TWO local authors talking about two very different journeys, both of which have had a major impact on their lives – that’s the intriguing programme for the launch of their books at Frome’s Hunting Raven Bookshop on Thursday 30th October.
‘It Leaves Me the Same’ by Ed Green, tells of his great-uncle’s journey from a Somerset farmhouse to the front line in the First World War and of his own pilgrimage tracing his footsteps. Dizzy Greenfield’s ‘Strays and Relations’ describes her search for her birth mother, the disappointment when she discovers a grave bearing her name and her elation when, some years later, she is contacted out of the blue by her birth father who tells her that her mother is, in fact, still alive.
Both books have been published with the help of Frome Writer’s Collective’s Silver Crow book brand, set up to help FWC members along the often challenging road to publication.
The evening, which is free, starts at 7.00pm.
Ed Green ‘It Leaves Me the Same’ following the discovery of a bag containing his great-uncle Allen’s First World War diaries and over 30 letters. Ed’s family still live in the same farmhouse from which Allen left for the war when he was recruited at just 19.
“Before that,” Ed says, “the furthest he’d travelled was to Weymouth on his old bicycle.
“For years, great-uncle Allen was just a photograph on the wall, but the discovery of the bag brought his story to life and gave me a real sense of him – a thoughtful, hard-working country lad with a dry wit.”
Ed’s book is full of detail and warmth, helping readers picture just what being a young soldier in France, far away from home, must have been like, as well as giving a wonderful account of farming life in Somerset a hundred years ago.
Captivated by his relative’s story, Ed, who has a farming background like Allen, decided to visit the places his great-uncle would have seen and “It Leaves Me the Same” also tells of Ed’s journey as he follows in his great-uncle’s footsteps.
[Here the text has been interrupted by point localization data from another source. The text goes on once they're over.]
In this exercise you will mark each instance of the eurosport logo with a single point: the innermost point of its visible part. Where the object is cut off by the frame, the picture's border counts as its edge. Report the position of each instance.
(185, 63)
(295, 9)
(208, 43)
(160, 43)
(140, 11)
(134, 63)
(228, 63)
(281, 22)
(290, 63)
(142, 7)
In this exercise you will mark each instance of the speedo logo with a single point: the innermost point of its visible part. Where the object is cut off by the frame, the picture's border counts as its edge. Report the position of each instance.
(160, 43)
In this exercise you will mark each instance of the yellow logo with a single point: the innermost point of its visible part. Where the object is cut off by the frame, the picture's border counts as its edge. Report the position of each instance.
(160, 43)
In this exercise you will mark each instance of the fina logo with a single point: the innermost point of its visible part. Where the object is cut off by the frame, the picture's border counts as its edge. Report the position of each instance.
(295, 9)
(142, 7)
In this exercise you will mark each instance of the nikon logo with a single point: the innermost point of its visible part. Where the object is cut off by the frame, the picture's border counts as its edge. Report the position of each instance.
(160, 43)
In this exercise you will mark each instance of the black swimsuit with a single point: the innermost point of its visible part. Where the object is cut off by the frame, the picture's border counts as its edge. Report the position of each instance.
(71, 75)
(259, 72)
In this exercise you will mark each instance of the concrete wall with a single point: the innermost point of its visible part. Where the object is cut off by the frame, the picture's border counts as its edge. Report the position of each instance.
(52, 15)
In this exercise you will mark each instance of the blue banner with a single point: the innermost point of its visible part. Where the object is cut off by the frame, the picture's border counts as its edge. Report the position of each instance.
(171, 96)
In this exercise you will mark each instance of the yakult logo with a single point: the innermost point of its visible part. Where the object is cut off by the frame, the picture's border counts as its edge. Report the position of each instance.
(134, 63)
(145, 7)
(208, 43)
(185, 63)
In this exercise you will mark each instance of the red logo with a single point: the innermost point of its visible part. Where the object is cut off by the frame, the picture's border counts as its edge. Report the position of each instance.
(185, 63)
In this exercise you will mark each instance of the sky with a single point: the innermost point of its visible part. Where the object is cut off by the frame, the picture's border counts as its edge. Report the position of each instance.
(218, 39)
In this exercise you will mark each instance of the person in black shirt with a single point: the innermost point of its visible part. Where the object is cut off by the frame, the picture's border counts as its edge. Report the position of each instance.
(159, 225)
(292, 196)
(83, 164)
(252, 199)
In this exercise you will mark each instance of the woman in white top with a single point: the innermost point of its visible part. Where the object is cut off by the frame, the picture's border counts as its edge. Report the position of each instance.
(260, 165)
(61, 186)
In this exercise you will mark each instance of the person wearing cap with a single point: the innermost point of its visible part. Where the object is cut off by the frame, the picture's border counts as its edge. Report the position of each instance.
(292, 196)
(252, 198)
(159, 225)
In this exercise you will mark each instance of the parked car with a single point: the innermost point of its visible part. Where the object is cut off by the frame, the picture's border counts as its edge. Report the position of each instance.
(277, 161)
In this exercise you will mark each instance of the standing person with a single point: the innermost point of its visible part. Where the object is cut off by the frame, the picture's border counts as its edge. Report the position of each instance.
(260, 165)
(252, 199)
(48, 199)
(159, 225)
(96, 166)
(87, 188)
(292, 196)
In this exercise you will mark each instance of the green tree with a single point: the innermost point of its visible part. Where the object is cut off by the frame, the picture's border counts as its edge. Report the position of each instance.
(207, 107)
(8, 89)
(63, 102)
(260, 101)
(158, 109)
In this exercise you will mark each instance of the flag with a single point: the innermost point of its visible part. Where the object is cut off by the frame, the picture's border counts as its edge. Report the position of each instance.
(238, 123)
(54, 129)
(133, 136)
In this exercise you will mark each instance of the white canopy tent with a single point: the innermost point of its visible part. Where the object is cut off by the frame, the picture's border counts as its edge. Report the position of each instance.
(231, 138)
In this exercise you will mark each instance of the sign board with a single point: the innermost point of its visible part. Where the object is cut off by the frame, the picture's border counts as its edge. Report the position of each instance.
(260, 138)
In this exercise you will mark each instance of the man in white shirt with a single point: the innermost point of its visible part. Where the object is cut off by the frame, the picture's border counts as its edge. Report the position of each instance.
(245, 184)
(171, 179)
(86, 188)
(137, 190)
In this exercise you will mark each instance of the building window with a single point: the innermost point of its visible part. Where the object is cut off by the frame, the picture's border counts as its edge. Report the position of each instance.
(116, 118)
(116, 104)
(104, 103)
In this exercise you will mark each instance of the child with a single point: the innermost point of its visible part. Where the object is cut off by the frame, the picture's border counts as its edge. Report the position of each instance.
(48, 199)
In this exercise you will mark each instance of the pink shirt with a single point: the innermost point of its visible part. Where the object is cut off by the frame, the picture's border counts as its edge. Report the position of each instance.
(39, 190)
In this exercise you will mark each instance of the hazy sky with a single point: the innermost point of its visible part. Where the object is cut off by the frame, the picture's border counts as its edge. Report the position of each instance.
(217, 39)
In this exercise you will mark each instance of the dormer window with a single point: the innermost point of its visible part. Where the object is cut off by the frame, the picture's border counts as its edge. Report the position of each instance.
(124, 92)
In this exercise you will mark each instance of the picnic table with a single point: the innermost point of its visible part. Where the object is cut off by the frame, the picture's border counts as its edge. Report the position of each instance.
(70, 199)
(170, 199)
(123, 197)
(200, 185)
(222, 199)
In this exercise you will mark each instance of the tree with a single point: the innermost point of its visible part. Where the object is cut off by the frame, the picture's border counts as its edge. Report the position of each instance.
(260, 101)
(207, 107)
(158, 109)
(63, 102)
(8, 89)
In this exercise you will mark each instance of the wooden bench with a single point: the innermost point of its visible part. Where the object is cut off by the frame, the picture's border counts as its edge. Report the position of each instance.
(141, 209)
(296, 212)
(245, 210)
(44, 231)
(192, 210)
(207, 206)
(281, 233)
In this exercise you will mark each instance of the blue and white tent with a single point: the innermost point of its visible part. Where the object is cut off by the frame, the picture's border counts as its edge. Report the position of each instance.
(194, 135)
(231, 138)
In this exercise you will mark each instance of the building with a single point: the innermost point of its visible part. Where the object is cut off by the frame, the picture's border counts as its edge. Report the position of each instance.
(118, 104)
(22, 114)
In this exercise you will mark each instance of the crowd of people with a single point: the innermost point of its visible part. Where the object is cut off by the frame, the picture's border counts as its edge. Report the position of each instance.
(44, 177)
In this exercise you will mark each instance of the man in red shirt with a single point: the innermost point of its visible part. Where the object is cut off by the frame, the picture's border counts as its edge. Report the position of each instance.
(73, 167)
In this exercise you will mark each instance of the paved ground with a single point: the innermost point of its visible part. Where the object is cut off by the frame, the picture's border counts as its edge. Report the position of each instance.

His travels took him to Allen’s training camp at Wyke Regis in Dorset, then to Folkestone, Boulogne, Rouen and Amiens, before crossing the Somme to Caudry and the Forest of Mormal, which Allen reached with his comrades in the Dorsetshire Regiment in November 1918.
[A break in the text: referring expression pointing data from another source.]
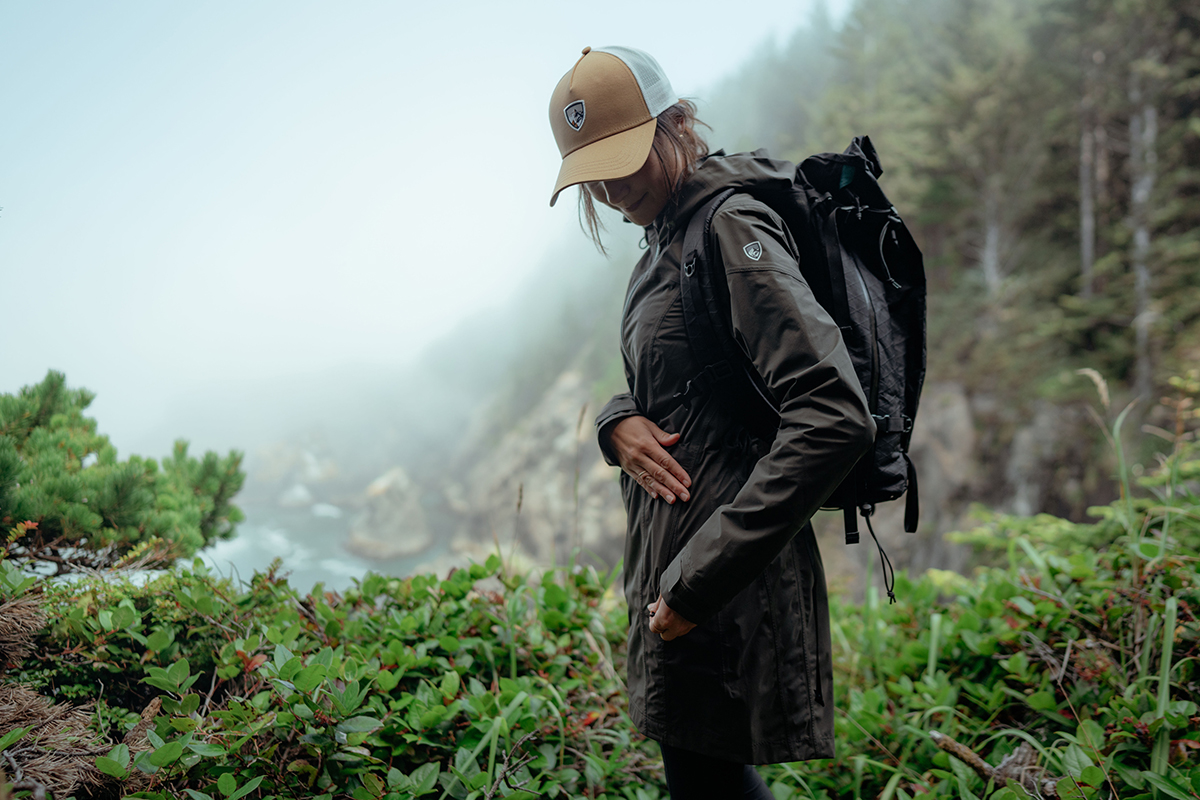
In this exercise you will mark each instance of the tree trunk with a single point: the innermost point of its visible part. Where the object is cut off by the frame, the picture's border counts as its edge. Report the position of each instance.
(1143, 162)
(1086, 188)
(989, 259)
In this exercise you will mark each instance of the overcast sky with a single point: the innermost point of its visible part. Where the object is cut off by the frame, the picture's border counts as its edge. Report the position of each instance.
(225, 191)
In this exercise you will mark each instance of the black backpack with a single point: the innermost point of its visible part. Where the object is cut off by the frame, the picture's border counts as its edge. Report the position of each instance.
(867, 271)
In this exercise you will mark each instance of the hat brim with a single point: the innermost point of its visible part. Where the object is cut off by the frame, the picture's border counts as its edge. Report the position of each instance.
(616, 156)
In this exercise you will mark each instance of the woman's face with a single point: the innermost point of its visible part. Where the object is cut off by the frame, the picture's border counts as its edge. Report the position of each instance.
(639, 197)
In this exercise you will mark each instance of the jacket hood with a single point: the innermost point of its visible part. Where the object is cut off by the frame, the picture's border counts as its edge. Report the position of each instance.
(719, 172)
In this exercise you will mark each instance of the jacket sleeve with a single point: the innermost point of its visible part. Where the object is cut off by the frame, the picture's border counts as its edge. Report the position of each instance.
(825, 422)
(615, 410)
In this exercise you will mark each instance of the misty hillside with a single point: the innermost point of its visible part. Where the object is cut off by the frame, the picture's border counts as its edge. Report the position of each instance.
(1044, 155)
In ‘Strays and Relations’ Dizzy Greenfield tells how she began life as a surviving twin and was fostered until a permanent home was found. Growing up, she was well supported by her adoptive family, but continued to think about her original identity and why was she given up for adoption.
The book describes how Dizzy discovered a tenuous lead to her birth family, which resulted in her going to Ireland to search for them. There she found a grave and believed her mother, Marie, to be dead.
The story moves to some years later. Though happily married, Dizzy continued to feel that something was missing from her life, that she was a bit of a stray. Understandably, she felt drawn to other strays, of an animal variety, which she brought into her household.
When her birth father, Tommy, made contact out of the blue via a private detective, she was taken by surprise. She had another shock when Tommy told her that her mother was alive too.
A new journey then lay ahead. Dizzy travelled northwards to meet the many members of her lively new family – a family very different from the one she was used to. Bit by bit, she began to work out how to fit the disparate bits of her life together.